Of 162 participants included at the baseline, 138 initiated treatment with XR-NTX, of whom 88 were genotyped for the COMT rs4680 SNP and 86 for the OPRM1 rs1799971 SNP (Figure 1). For 50 participants, saliva samples were not obtained owing to retraction of consent, participants being unreachable, hyposalivation, or unusable samples due to contamination (mostly from tobacco snuff). At the 6-month follow-up, the number of participants was 57 for the COMT rs4680 SNP and 56 for the OPRM1 rs1799971 SNP.
The mean age of the 138 participants who initiated treatment with XR-NTX was 37.8 years (SD = 9.4), 21.0% were female, and 94.9% were North European Caucasians. Participants who were genotyped were compared with those who were not genotyped regarding baseline demographic characteristics, ethnicity, opioid use, opioid cravings, and significant parental psychiatric problems and substance use (Table 1). Sex was the only variable that differed significantly between the two cohorts (p = 0.046). Both the COMT rs4680 and OPRM1 rs1799971 variants were consistent with Hardy–Weinberg equilibrium (p = 0.952 and 0.890, respectively).

3.1. Treatment Retention and Association with COMT rs4680 and OPRM1 rs1799971

Survival analysis investigating treatment retention included 83 participants with the COMT rs4680 SNP (23 Met/Met carriers, 40 Met/Val carriers, and 20 Val/Val carriers). The mean times in this study for these genotypes were 18.8, 20.8, and 19.8 weeks, respectively. Fourteen (60.9%) of the Met/Met carriers completed the study treatment period of 24 weeks, as did 31 (77.5%) of the Met/Val carriers and 14 (70.0%) of the Val/Val carriers. No statistically significant difference was observed between the genotypes (Supplementary Figure S1).
The analysis regarding treatment retention for the OPRM1 rs1799971 SNP included 82 participants (64 AA carriers and 18 G* carriers). The mean times in this study were 20.3 weeks for the AA carriers and 19.3 weeks for the G* carriers. Forty-seven (73.4%) of the AA carriers and 12 (66.7%) of the G* carriers completed the study treatment period of 24 weeks. No statistically significant difference was observed between the AA and G genotypes (Supplementary Figure S1).

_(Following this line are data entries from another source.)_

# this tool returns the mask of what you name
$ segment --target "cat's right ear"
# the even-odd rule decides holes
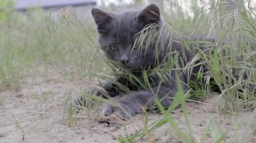
[[[98,26],[99,33],[106,33],[109,29],[110,21],[113,19],[112,16],[98,9],[92,9],[91,14],[94,19],[95,23]]]

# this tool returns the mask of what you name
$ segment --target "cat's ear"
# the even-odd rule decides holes
[[[109,29],[110,21],[113,17],[106,12],[104,12],[98,9],[92,9],[91,14],[94,19],[95,23],[98,26],[98,31],[99,33],[106,33]]]
[[[158,6],[155,4],[147,6],[139,14],[138,19],[145,24],[160,21],[160,11]]]

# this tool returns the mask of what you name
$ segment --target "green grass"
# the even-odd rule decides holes
[[[208,134],[211,137],[212,142],[232,142],[234,139],[237,142],[248,142],[247,137],[239,138],[242,126],[239,122],[234,122],[232,128],[235,134],[228,139],[228,132],[222,131],[218,122],[211,118],[204,127],[204,134],[198,137],[191,127],[186,105],[188,97],[203,100],[217,91],[220,92],[217,95],[219,112],[234,115],[234,112],[237,110],[255,107],[256,20],[252,17],[255,11],[252,8],[245,9],[239,1],[233,1],[238,5],[235,9],[237,11],[226,11],[224,3],[212,0],[209,9],[195,9],[193,19],[185,16],[184,14],[172,19],[168,14],[165,14],[167,27],[177,34],[190,37],[193,34],[211,34],[218,37],[211,54],[198,53],[209,72],[198,74],[197,81],[189,83],[191,90],[187,96],[184,97],[179,88],[173,104],[168,109],[164,109],[156,99],[155,106],[163,118],[150,124],[145,112],[144,128],[133,135],[120,135],[121,142],[136,142],[142,137],[154,142],[153,131],[166,124],[174,129],[177,137],[184,142],[204,142]],[[128,71],[116,68],[114,63],[104,57],[96,42],[96,27],[91,18],[91,21],[78,19],[73,16],[72,10],[58,19],[53,19],[52,14],[45,14],[42,9],[30,10],[25,15],[7,11],[2,14],[9,16],[0,19],[0,91],[19,90],[23,78],[42,72],[40,70],[42,66],[58,71],[63,81],[70,83],[78,93],[83,93],[83,89],[76,87],[76,81],[83,80],[88,85],[93,84],[97,80],[109,79],[111,73],[136,83],[140,89],[150,88],[149,75],[157,75],[164,79],[166,72],[176,62],[173,59],[172,62],[160,65],[152,71],[145,70],[143,77],[137,79]],[[225,37],[228,37],[227,41]],[[142,39],[138,39],[139,45]],[[186,44],[190,41],[183,42]],[[193,64],[191,64],[188,70]],[[108,73],[103,72],[106,70]],[[178,84],[180,84],[180,81]],[[129,92],[119,86],[122,90]],[[69,104],[69,96],[65,101],[63,118],[72,126],[76,114]],[[106,102],[97,98],[93,99]],[[185,131],[170,116],[178,105],[183,110]],[[253,119],[250,127],[256,134]]]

3.2. Relapse in Association with COMT rs4680 and OPRM1 rs1799971

The survival analyses investigating relapse to opioids included 88 participants with the COMT rs4680 SNP (24 Met/Met carriers, 44 Met/Val carriers, and 20 Val/Val carriers). After testing for equality of survival functions using a log-rank test, a statistically significant difference between genotypes was found (p = 0.043). A Kaplan–Meier plot was created to illustrate the data (Figure 2), showing that Met/Val carriers were less likely to relapse to opioids compared with the reference group of Met/Met carriers (hazard ratio = 0.353, p = 0.024). No statistically significant difference was observed between the Val/Val and Met/Met genotypes.
A total of 86 participants (67 AA carriers and 19 G* carriers) were successfully genotyped and included in the survival analysis of the OPRM1 rs1799971 SNP. A Kaplan–Meier plot illustrated the data (Figure 2). No statistically significant difference was observed between the AA and G genotypes.

3.3. Days of Opioid Use in Association with COMT rs4680 and OPRM1 rs1799971

No statistically significant interaction effect was observed for the COMT rs4680 genotype; however, an insignificant trend was noted, with COMT Val/Val carriers having fewer days of opioid use (p = 0.075) (Table 2). For the OPRM1 rs1799971 genotype, no statistically significant interaction effect between AA and G carriers was observed (Supplementary Table S1).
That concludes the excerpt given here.